The trial also showed an improvement in overall survival, with a 41% reduction in the risk of death for atezolizumab-treated patients, per Oncozine. Median overall survival was 32.8 months with atezolizumab versus 21.1 months with placebo (HR, 0.59; 95% CI, 0.39–0.90; P = 0.0131), according to CancerNetwork. The 12-month overall survival rate was 85.1% in the atezolizumab arm versus 70.0% in the placebo arm.

The ctDNA-Negative Finding

A parallel finding from the observational arm carries its own clinical weight. Patients who remained persistently ctDNA-negative — 357 of the 761 enrolled — had a one-year disease-free survival rate of 95.4% and a two-year disease-free survival rate of 88.4% without any adjuvant treatment, according to OncDaily. At a median follow-up of 21.8 months, over 90% of ctDNA-negative patients remained alive, as reported by ASCO Post.

This finding supports a treatment de-escalation approach: patients who clear ctDNA post-surgery may be safely spared systemic therapy and its associated side effects.

Safety

Grade 3 or 4 adverse events occurred in 28% of atezolizumab-treated patients versus 22% of placebo-treated patients, per Oncozine. Fatal adverse events occurred in 3% of the atezolizumab arm (2% drug-related) versus 2% of the placebo arm. The safety profile was otherwise consistent with the known profile of atezolizumab. The FDA label includes warnings for immune-mediated adverse reactions, infusion-related reactions, hematopoietic stem cell transplant complications, and embryo-fetal toxicity, according to the Oncology Nursing Society.

What We Don’t Know

The trial’s 16.1-month median follow-up is relatively short for a disease where late recurrences are common, and the durability of the survival benefit at longer time horizons remains to be established.

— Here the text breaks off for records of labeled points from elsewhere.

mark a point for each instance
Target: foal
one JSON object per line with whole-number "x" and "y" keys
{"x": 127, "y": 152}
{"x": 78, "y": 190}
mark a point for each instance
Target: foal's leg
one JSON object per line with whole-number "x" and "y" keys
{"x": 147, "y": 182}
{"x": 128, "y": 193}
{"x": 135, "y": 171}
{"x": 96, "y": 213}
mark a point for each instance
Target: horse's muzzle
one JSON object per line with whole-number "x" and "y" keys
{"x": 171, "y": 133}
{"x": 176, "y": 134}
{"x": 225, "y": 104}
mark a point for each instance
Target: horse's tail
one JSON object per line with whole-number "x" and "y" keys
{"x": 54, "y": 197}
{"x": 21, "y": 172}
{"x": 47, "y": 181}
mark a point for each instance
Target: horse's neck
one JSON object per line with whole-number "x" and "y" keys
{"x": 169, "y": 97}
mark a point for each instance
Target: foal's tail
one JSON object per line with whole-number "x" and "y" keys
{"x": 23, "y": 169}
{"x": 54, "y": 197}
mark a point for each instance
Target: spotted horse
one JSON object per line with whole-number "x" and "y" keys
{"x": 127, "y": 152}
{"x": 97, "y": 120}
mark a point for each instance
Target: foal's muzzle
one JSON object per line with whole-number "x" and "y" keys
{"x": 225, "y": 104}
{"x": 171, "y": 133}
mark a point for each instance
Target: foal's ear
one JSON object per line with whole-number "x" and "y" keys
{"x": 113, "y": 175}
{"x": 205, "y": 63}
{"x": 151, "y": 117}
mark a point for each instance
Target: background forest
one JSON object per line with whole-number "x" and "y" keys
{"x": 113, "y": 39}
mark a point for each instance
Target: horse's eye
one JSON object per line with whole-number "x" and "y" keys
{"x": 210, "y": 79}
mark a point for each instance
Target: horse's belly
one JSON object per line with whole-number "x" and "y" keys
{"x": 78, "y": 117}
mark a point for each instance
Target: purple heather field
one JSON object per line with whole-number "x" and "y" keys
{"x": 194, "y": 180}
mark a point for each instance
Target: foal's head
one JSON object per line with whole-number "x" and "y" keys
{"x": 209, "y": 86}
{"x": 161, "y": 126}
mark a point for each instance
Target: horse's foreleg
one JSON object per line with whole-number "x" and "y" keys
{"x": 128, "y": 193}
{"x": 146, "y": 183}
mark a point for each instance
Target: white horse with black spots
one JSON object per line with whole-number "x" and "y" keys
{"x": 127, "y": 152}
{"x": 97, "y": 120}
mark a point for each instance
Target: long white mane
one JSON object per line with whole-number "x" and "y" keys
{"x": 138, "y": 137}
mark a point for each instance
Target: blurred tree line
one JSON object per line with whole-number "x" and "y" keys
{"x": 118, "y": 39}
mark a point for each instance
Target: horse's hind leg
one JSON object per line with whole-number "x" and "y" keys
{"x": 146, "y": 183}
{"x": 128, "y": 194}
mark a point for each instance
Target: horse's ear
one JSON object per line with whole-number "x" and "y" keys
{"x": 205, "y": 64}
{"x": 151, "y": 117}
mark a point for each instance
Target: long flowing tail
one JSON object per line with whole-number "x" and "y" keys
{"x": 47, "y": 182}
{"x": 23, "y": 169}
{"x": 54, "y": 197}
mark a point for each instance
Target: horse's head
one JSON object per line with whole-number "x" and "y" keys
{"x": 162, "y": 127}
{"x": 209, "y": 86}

The study enrolled patients with high-risk muscle-invasive bladder cancer following radical cystectomy; whether the approach applies to patients with partial cystectomy or different histologies is not yet established.

It also remains unclear how broadly ctDNA-guided treatment selection will be adopted in community oncology settings, where Signatera CDx testing infrastructure may not yet be routine.

Analysis

A New Paradigm for Adjuvant Cancer Care

The IMvigor011 approval is being described by investigators as a landmark in precision oncology because it demonstrates, for the first time in a randomized phase 3 trial, that a blood-based molecular test can prospectively identify the subset of post-surgical patients who benefit from immunotherapy — and simultaneously identify those who do not need it.

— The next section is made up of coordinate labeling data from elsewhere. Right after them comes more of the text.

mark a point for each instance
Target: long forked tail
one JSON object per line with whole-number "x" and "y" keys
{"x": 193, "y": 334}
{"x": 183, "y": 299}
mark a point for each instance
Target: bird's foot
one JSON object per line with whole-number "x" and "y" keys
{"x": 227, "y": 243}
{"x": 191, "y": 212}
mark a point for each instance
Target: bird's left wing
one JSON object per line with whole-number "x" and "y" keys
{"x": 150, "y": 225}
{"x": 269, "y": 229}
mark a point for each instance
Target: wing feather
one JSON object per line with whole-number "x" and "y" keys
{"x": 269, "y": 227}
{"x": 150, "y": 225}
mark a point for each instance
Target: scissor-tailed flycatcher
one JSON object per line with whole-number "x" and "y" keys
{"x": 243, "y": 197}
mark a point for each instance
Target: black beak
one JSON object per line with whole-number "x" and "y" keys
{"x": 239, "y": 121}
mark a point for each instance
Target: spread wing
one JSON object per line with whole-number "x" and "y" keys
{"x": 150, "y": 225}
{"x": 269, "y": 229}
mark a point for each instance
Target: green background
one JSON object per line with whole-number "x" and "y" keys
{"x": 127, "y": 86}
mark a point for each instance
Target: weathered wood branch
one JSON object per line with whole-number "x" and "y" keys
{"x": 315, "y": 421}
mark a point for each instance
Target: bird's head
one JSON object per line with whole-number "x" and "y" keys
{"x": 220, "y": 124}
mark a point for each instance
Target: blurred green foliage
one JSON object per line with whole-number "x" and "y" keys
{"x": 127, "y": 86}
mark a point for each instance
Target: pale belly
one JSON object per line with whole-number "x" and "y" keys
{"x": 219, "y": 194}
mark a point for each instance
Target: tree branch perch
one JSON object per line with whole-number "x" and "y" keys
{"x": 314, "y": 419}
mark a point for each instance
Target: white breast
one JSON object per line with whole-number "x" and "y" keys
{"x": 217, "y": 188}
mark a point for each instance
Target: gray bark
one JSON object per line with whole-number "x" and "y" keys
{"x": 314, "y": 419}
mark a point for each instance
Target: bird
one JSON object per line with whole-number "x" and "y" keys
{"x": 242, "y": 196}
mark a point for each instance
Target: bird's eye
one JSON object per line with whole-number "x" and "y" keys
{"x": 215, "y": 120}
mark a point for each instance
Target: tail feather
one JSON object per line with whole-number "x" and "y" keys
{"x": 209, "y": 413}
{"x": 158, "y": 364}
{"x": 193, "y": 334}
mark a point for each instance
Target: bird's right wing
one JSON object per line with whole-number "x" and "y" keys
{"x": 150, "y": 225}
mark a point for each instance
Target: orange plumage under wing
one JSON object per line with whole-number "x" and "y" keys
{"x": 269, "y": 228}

Co-principal investigator Joaquim Bellmunt said: “This is the first time that an adjuvant immunotherapy trial has shown a benefit for survival in selected patients based on ctDNA testing.”

Levi Garraway, Chief Medical Officer of Roche (the maker of atezolizumab, which is marketed by Genentech in the US), noted that “serial ctDNA testing to detect molecular residual disease may advance bladder cancer treatment.”

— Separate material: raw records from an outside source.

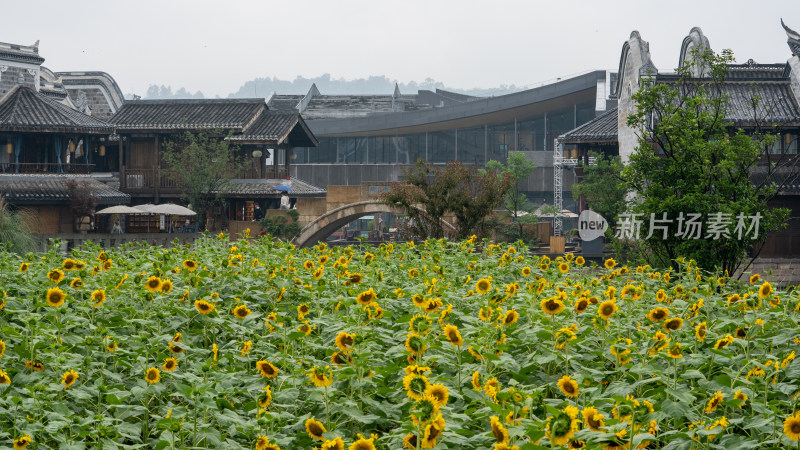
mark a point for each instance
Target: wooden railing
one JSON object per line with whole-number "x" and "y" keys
{"x": 152, "y": 179}
{"x": 68, "y": 241}
{"x": 30, "y": 168}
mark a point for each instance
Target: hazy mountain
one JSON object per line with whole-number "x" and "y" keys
{"x": 374, "y": 85}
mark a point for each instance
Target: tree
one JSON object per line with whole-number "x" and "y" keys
{"x": 701, "y": 164}
{"x": 603, "y": 188}
{"x": 516, "y": 202}
{"x": 202, "y": 164}
{"x": 429, "y": 192}
{"x": 15, "y": 234}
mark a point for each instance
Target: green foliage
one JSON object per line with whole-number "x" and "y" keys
{"x": 603, "y": 188}
{"x": 81, "y": 199}
{"x": 703, "y": 165}
{"x": 15, "y": 235}
{"x": 518, "y": 167}
{"x": 532, "y": 324}
{"x": 203, "y": 164}
{"x": 431, "y": 192}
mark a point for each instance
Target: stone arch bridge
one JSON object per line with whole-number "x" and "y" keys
{"x": 324, "y": 225}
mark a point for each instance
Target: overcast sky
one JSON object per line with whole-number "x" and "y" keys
{"x": 215, "y": 46}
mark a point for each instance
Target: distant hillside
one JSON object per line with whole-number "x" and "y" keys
{"x": 374, "y": 85}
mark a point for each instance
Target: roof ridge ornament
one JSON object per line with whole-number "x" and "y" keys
{"x": 793, "y": 39}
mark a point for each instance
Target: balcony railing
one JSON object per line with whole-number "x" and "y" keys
{"x": 152, "y": 179}
{"x": 30, "y": 168}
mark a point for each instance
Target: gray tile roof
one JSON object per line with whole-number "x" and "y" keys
{"x": 285, "y": 102}
{"x": 233, "y": 114}
{"x": 278, "y": 127}
{"x": 26, "y": 189}
{"x": 21, "y": 53}
{"x": 265, "y": 188}
{"x": 24, "y": 109}
{"x": 602, "y": 128}
{"x": 777, "y": 103}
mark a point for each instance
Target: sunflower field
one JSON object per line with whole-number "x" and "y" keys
{"x": 438, "y": 344}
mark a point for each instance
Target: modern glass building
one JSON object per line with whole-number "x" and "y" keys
{"x": 362, "y": 144}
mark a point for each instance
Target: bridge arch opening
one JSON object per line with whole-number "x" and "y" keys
{"x": 328, "y": 223}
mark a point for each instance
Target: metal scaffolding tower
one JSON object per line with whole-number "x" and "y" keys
{"x": 559, "y": 164}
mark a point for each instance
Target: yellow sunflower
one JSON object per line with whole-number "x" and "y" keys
{"x": 483, "y": 285}
{"x": 55, "y": 297}
{"x": 439, "y": 393}
{"x": 34, "y": 365}
{"x": 341, "y": 359}
{"x": 319, "y": 377}
{"x": 607, "y": 309}
{"x": 315, "y": 428}
{"x": 791, "y": 427}
{"x": 510, "y": 317}
{"x": 190, "y": 265}
{"x": 344, "y": 341}
{"x": 673, "y": 324}
{"x": 552, "y": 305}
{"x": 334, "y": 444}
{"x": 410, "y": 441}
{"x": 432, "y": 432}
{"x": 499, "y": 431}
{"x": 415, "y": 385}
{"x": 170, "y": 364}
{"x": 675, "y": 351}
{"x": 363, "y": 443}
{"x": 69, "y": 377}
{"x": 366, "y": 297}
{"x": 415, "y": 344}
{"x": 453, "y": 335}
{"x": 658, "y": 314}
{"x": 152, "y": 375}
{"x": 204, "y": 307}
{"x": 267, "y": 369}
{"x": 22, "y": 442}
{"x": 355, "y": 278}
{"x": 241, "y": 311}
{"x": 568, "y": 386}
{"x": 700, "y": 331}
{"x": 724, "y": 342}
{"x": 153, "y": 284}
{"x": 714, "y": 402}
{"x": 765, "y": 290}
{"x": 592, "y": 419}
{"x": 581, "y": 305}
{"x": 98, "y": 297}
{"x": 55, "y": 275}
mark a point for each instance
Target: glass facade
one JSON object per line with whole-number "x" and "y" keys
{"x": 475, "y": 145}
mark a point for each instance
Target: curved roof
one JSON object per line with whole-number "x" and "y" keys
{"x": 472, "y": 113}
{"x": 23, "y": 109}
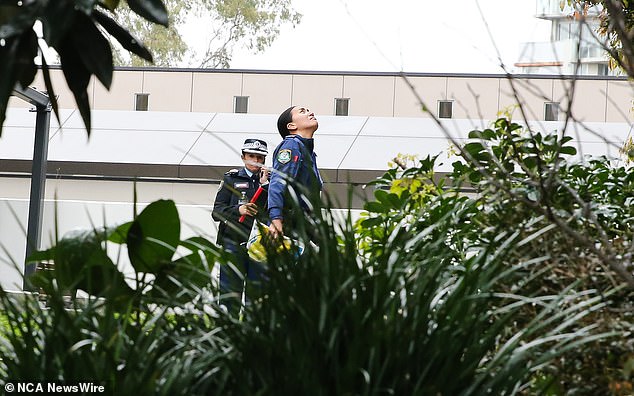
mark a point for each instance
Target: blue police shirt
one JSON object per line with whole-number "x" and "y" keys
{"x": 293, "y": 161}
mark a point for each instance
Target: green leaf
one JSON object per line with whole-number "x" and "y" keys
{"x": 127, "y": 40}
{"x": 153, "y": 236}
{"x": 183, "y": 274}
{"x": 152, "y": 10}
{"x": 569, "y": 150}
{"x": 77, "y": 77}
{"x": 85, "y": 6}
{"x": 93, "y": 49}
{"x": 49, "y": 89}
{"x": 41, "y": 255}
{"x": 474, "y": 148}
{"x": 119, "y": 234}
{"x": 372, "y": 222}
{"x": 375, "y": 207}
{"x": 7, "y": 75}
{"x": 81, "y": 262}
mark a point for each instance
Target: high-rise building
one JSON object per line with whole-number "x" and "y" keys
{"x": 574, "y": 47}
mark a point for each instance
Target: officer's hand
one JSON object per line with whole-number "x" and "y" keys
{"x": 264, "y": 175}
{"x": 276, "y": 229}
{"x": 248, "y": 209}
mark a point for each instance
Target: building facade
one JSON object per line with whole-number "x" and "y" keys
{"x": 573, "y": 48}
{"x": 171, "y": 134}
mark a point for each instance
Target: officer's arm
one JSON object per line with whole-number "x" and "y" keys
{"x": 223, "y": 209}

The broader implication — that ctDNA could function as a universal gating biomarker for adjuvant immunotherapy across solid tumors — is being watched closely by oncologists working in lung, colorectal, and urothelial cancers, where post-operative surveillance and treatment selection remain active areas of controversy.

The trial was funded by F. Hoffmann-La Roche Ltd., with Natera as a collaborator providing the Signatera technology.